- Clone the repository.
- Asking the creators of MIB or TwiBot-20 dataset (Due to the terms of use, we cannot public the dataset onto this site. Dataset requests for academic purpose are adrently accepted. Futher information can be found at: MIB Dataset and TwiBot-20 dataset).
- In
main.py
, uncomment a line for declaring a pipeline and a line for running that pipeline. For example:
if __name__ == "__main__":
pipeline = BasicPipeline()
pipeline.run(dataset_name="MIB")
- Check the evaluation
Dataset name: MIB (3892 samples)
Accuracy: 0.9645
Precision: 0.9711
Recall: 0.8911
MCC: 0.9073
Training time 0.1681s
Inference time: 0.0331s
- Check the list of features
- Inherent your detector from
BaseDetectorPipeline
. For example:
class NewPipeline(BaseDetectorPipeline):
pass
- Initialize the list of used features and level of detection via below parameters:
Parameter | Type | Description |
---|---|---|
user_features | List, None or all |
List of user property features that are employed, they will be included in user_df (except the ones that do not exist in the dataset).
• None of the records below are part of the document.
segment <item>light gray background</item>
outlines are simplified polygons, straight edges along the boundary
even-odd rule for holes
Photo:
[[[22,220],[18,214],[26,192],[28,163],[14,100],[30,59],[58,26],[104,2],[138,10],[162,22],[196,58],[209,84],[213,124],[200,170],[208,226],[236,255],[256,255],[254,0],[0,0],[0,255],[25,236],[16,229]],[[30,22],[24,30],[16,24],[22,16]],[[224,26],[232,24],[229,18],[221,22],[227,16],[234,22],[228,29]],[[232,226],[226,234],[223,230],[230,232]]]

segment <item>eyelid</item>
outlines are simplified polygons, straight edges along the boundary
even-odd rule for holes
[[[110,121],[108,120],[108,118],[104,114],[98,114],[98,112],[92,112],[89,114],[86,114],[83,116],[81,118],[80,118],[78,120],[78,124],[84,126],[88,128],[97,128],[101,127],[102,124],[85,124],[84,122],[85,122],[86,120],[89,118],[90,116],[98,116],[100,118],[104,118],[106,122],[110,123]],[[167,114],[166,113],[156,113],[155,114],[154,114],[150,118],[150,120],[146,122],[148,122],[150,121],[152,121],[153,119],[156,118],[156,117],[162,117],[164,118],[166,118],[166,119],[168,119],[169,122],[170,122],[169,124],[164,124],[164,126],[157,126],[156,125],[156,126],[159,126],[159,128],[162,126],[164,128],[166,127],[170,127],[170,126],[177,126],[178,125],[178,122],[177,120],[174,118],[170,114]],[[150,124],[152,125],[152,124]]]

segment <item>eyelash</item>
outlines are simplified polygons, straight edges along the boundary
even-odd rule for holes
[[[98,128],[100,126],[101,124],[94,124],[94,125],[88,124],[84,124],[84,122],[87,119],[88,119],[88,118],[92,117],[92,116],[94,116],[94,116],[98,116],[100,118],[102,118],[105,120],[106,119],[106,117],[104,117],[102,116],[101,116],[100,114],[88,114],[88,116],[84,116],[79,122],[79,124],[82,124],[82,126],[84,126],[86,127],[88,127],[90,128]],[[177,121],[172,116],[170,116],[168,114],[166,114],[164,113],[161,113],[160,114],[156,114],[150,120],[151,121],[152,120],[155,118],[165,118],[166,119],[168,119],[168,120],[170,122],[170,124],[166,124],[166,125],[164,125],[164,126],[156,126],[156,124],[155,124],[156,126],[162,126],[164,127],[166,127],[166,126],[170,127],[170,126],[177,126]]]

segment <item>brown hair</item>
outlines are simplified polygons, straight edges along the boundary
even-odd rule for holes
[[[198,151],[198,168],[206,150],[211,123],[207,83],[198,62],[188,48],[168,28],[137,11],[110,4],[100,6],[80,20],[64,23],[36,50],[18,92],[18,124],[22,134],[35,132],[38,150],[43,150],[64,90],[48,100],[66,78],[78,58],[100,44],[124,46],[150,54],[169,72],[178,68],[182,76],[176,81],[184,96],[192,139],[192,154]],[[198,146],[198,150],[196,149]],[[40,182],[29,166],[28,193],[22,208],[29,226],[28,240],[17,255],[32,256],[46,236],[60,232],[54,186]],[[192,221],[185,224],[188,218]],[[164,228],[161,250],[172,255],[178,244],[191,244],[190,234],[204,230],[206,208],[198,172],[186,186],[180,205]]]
If all , all available features will be used. |
tweet_metadata_features | List, None or all |
List of tweet metadata property features that are employed, they will be included in tweet_metadata_df (except the ones that do not exist in the dataset). If all , all available features will be used. |
use_tweet | bool | Decide to use tweet semantic or not. If True, tweet_df will return a Dataframe. Otherwise, tweet_df will be None. |
use_network | bool | Decide to use tweet semantic or not. If True, network_df will return a Dataframe. Otherwise, network_df will be None. Force to be False if using MIB dataset. |
verbose | bool | If True, print out the process to console. |
account_level | bool | Clarify the classifier is account-level or not (account-level detector is such detector that making predictions on each account). |
- Override some functions:
Function | Arguments | Optional | Description |
---|---|---|---|
init | Any | Initialization and run __init__() of BaseDetectorPipeline . See examples for more details. |
|
feature_engineering_u | user_df: Dataframe or None, training: bool | ✅ | Process feature engineering on user property dataframe. Returned dataframe must include label and user_id column if concatenate function is not overridden. The training parameter indicates the dataset is in training set (false if in validation and test set). |
feature_engineering_ts | tweet_metadata_df: Dataframe or None, training: bool | ✅ | Process feature engineering on tweet metadata dataframe. Returned dataframe must include label and user_id column if concatenate function is not overridden. |
feature_engineering_n | network_df: Dataframe or None, training: bool | ✅ | Process feature engineering on network dataframe. Returned dataframe must include label and user_id column if concatenate function is not overridden. Currently not in use |
semantic_encoding | tweet_df: Dataframe or None, training: bool | ✅ | Encode the text on tweet dataframe. Returned dataframe must include label and user_id column if concatenate function is not overridden. |
concatenate | All dataframes | ✅ | Concatenate all dataframes into a single dataframe. Don't need to be overriden if only one dataframe is not None. |
classify | X_train, X_dev, y_train, y_dev | Fit the data into a model. Must be implemented. | |
predict | X_test | Return the predicted result from the test data. Must be implemented. |
You can check some examples in the src/example
folder.